The Health Insurance Portability and Accountability Act (HIPAA) of 1996 has fostered the use of electronic transactions, simplifying healthcare administration and reducing overhead.

However, the computerization of patient records has created an increased security risk from various sources, such as intrusion attempts, unauthorized internal access and other security attacks. HIPAA therefore mandates security measures be taken to protect sensitive data, ensuring that only patients and their healthcare providers have access to patient medical information. According to the Final Rule of the Act’s Health Insurance Reform: Security Standards, HHS states:

“Section 1173(d) of the Act provides that covered entities that maintain or transmit health information are required to maintain reasonable and appropriate administrative, physical, and technical safeguards to ensure the integrity and confidentiality of the information and to protect against any reasonably anticipated threats or hazards to the security or integrity of the information and unauthorized use or disclosure of the information.
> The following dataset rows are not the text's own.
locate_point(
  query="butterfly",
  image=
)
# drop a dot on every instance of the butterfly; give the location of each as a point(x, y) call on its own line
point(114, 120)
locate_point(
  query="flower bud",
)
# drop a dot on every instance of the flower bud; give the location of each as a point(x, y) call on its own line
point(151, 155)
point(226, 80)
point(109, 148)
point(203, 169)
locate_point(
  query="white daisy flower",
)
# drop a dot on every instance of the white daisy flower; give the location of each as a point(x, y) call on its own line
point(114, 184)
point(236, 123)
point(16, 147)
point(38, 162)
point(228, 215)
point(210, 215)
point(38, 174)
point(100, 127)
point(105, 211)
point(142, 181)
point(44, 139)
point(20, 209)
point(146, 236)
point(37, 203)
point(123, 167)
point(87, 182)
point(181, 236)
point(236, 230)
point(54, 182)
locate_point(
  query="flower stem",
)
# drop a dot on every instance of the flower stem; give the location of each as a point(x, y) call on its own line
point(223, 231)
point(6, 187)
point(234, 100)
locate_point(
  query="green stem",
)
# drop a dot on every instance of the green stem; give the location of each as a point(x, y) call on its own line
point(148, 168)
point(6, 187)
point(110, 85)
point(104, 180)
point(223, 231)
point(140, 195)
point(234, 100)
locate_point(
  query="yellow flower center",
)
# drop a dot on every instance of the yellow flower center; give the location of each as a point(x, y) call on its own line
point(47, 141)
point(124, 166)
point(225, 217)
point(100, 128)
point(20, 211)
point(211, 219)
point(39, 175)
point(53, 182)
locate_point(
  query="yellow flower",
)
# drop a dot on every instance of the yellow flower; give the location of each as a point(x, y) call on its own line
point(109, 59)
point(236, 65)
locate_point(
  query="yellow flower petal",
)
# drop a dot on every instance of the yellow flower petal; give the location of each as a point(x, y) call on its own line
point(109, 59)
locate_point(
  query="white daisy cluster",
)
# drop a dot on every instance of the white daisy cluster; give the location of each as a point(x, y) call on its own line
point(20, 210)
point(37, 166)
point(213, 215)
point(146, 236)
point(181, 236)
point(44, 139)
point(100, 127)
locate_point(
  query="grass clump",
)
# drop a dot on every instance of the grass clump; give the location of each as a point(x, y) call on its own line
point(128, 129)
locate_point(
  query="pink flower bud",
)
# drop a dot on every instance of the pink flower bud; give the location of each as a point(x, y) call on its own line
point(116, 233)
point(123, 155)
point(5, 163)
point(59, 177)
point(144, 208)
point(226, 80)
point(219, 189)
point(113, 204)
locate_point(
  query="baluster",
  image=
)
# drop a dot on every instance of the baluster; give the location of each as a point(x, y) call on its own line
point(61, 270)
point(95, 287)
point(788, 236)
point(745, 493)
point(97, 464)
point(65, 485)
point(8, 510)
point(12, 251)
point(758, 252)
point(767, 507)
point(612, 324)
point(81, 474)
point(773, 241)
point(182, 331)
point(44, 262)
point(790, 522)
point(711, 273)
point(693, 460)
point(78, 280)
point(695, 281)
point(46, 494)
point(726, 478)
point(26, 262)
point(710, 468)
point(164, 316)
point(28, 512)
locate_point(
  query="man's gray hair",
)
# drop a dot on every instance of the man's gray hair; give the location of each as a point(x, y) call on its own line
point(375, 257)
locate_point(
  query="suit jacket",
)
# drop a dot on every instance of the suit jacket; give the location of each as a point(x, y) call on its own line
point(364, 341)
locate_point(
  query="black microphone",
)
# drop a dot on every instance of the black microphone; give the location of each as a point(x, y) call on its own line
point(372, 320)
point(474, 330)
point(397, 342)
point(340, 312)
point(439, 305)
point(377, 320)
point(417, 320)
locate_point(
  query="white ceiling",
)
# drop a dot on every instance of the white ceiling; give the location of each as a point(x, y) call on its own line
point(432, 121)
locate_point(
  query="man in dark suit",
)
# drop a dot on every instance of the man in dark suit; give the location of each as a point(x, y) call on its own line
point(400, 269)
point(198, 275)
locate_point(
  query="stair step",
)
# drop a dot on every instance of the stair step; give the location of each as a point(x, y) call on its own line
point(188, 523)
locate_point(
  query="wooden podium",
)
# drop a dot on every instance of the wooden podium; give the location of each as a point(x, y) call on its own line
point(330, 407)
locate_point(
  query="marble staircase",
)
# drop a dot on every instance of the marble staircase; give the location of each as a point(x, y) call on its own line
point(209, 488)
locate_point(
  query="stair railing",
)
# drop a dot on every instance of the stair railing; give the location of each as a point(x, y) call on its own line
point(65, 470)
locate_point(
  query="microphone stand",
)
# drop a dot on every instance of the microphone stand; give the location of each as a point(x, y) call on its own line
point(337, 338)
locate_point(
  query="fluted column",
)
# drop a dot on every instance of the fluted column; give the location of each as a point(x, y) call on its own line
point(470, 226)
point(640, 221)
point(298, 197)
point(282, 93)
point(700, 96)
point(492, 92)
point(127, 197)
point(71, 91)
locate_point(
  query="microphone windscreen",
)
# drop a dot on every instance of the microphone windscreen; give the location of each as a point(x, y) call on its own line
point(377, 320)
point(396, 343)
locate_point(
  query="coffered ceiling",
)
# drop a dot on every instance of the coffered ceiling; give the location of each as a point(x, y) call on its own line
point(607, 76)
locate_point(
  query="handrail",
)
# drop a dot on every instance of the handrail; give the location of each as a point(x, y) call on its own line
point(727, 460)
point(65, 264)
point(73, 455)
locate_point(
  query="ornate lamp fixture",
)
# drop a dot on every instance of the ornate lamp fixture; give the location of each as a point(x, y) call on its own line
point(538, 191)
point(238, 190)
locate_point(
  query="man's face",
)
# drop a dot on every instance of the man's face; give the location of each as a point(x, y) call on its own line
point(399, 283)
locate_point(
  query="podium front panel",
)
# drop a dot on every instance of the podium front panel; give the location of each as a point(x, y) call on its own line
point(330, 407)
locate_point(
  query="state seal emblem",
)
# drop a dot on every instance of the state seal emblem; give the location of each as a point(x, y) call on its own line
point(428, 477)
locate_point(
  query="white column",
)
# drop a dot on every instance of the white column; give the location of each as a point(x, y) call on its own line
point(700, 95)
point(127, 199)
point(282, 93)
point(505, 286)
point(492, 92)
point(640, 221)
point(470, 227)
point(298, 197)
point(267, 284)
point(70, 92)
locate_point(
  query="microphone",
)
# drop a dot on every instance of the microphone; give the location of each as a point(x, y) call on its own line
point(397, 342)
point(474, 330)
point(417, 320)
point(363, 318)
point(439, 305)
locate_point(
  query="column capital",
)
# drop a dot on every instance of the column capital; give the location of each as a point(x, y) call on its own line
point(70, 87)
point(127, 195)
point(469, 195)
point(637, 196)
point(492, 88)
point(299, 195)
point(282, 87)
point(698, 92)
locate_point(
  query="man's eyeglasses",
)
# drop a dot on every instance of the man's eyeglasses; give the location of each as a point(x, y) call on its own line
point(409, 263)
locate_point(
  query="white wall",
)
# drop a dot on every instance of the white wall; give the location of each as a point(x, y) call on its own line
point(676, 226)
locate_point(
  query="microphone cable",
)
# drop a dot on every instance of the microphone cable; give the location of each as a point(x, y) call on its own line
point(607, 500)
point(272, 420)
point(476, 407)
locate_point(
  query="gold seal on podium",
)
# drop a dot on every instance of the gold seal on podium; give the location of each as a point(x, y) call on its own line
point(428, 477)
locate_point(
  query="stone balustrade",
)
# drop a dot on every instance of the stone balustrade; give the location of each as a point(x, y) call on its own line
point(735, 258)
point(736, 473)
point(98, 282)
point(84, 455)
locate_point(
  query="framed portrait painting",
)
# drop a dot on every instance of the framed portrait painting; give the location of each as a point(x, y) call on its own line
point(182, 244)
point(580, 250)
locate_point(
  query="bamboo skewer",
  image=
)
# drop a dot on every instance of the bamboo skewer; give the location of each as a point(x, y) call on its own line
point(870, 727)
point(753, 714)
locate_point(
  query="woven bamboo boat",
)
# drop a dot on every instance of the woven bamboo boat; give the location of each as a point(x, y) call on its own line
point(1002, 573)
These safeguards must also otherwise ensure compliance with the statute by the officers and employees of the covered entities.”

The Title II Administrative Simplification Security Rule states that specific security issues related to transmitting and storing patient data must be addressed. Safeguard initiatives where solutions must be implemented include:

• Security Management Process
• Administrative Safeguards
• Assigned Security Responsibility
• Workforce Security
• Information Access Management
• Security Awareness and Training
• Security Incident Procedures
• Contingency Plan
• Evaluation
• Business Associate Contracts and Other Arrangements
• Physical Safeguards
• Facility Access Controls
• Workstation Use
• Workstation Security
• Device and Media Controls
• Technical Safeguards
• Access Control
• Audit Controls
• Integrity
• Person or Entity Authentication
• Transmission Security

To comply with HIPAA regulations and protect patient information, healthcare organizations need to update their legacy computer systems, ramping up their information security capabilities, and defining and implementing business processes that align with security objectives.

The HIPAA Security Standards do not specify particular technology requirements, so each affected healthcare organization must assess its own risk and develop security measures accordingly. Organizations must then certify their security programs through self-certification or by a private accreditation entity.

Addressing the HIPAA Security Rule and implementing the technical, administrative, and physical safeguards that will ensure compliance requires a comprehensive information security program.